Activity-driven polymer knotting for macromolecular topology engineering

TL;DR

This paper demonstrates that active polymers can be effectively knotted through non-equilibrium dynamics, enabling controlled topological modifications with potential applications in biomolecular engineering.

Contribution

It reveals a novel method of inducing and controlling polymer knotting via activity-driven fluctuations and ratchet effects, advancing macromolecular topology engineering.

Findings

Active polymers can self-knot through conformation fluctuations.

Knots migrate to the anchored point via a ratchet mechanism.

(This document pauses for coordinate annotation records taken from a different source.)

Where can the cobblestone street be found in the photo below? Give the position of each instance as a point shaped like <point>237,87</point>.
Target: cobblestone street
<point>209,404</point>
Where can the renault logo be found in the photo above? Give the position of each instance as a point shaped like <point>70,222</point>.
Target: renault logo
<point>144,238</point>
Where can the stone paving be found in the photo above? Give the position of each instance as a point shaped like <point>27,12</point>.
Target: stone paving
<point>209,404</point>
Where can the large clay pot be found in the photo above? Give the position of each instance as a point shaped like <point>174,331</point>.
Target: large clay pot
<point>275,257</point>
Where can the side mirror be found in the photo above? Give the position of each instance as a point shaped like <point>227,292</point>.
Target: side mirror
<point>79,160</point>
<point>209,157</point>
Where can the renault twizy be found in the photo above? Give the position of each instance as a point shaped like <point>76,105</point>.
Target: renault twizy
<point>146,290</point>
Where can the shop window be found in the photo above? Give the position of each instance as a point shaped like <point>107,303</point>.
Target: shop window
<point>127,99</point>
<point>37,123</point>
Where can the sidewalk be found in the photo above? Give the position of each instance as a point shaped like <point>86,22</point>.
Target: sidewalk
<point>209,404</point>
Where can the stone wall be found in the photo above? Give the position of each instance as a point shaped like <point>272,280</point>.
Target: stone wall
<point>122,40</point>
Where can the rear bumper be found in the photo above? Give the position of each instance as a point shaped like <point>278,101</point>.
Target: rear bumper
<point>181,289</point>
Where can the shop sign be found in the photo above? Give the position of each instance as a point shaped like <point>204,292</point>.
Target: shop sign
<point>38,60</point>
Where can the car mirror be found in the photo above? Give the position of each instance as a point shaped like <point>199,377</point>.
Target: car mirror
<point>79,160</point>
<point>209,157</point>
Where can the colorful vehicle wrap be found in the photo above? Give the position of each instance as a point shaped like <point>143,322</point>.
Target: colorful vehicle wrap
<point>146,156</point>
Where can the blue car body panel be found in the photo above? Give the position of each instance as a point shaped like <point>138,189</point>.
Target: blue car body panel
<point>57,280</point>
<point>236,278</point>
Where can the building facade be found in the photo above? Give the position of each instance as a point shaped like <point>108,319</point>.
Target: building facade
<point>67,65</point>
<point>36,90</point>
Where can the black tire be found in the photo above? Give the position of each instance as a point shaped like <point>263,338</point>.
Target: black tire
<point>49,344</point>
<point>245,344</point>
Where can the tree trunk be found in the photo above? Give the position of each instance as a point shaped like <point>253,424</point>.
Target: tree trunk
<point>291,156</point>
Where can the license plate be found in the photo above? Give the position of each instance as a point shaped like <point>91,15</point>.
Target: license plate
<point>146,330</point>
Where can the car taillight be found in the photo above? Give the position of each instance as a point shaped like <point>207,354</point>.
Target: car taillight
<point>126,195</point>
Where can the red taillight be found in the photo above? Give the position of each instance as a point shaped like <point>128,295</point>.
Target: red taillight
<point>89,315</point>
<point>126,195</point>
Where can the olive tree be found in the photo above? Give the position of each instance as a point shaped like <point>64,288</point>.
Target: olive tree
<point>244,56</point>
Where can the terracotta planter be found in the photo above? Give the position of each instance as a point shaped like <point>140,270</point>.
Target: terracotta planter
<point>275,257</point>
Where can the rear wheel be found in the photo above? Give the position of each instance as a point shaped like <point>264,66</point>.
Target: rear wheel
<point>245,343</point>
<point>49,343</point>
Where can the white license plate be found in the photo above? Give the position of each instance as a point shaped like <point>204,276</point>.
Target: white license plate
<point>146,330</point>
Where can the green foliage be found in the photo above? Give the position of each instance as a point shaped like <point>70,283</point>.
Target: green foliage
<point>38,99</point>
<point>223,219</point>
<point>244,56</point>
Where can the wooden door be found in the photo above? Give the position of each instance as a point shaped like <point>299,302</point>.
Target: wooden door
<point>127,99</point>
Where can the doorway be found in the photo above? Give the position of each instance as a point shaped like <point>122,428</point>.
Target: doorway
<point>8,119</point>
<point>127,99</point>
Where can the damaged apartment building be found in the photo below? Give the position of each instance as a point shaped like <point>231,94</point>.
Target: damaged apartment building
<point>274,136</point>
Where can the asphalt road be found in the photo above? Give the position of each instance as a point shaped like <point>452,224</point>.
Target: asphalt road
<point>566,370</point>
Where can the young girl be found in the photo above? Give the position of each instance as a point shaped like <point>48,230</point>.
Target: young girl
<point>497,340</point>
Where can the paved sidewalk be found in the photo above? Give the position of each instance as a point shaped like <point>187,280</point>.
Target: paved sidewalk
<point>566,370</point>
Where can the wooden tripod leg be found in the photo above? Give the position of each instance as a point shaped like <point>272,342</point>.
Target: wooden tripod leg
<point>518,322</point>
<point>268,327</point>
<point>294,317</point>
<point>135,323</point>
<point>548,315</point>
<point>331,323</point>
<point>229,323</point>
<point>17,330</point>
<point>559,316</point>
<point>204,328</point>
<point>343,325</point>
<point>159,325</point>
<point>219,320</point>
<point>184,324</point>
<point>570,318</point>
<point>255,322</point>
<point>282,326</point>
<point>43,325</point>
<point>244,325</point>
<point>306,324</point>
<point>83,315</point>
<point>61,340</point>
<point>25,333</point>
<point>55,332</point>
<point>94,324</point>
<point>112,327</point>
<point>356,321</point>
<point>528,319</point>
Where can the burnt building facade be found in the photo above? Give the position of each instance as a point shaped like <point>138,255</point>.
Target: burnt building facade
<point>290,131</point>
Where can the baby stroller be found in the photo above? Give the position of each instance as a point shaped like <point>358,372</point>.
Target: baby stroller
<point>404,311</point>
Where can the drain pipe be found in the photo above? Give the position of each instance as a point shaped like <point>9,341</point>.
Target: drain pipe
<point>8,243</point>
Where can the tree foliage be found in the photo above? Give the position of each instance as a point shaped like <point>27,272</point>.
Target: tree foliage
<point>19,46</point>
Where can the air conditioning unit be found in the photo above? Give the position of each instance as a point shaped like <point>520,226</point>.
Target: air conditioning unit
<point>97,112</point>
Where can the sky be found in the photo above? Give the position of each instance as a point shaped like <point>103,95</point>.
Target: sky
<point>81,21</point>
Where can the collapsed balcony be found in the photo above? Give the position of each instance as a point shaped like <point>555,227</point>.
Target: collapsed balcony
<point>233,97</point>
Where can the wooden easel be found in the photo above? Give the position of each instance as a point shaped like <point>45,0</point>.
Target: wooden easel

Active polymers can transfer knots to passive polymers or braid knots.

Abstract

Macromolecules can gain special properties by adopting knotted conformations, but engineering knotted macromolecules is a challenging task. Here we surprisingly observed that knotting can be very effectively produced in active polymers. When one end of an actively reptative polymer is anchored, it can undergo continual self-knotting as a result of intermittent giant conformation fluctuations and the outward reptative motion. Once a knot is formed, it migrates to the anchored point due to a non-equilibrium ratchet effect. Moreover, when the active polymer is grafted on the end of a passive polymer, it can function as a self-propelling soft needle to either transfer its own knots to the passive polymer or directly braid knots on the passive polymer. We further show that these active needles can create inter-molecular bridging knots between two passive polymers. Our finding highlights the non-equilibrium effects in modifying the dynamic pathways of polymer systems, which have potential applications in macromolecular topology engineering, e.g., manipulating topological states of proteins and nucleic acids, as well as macromolecular braiding.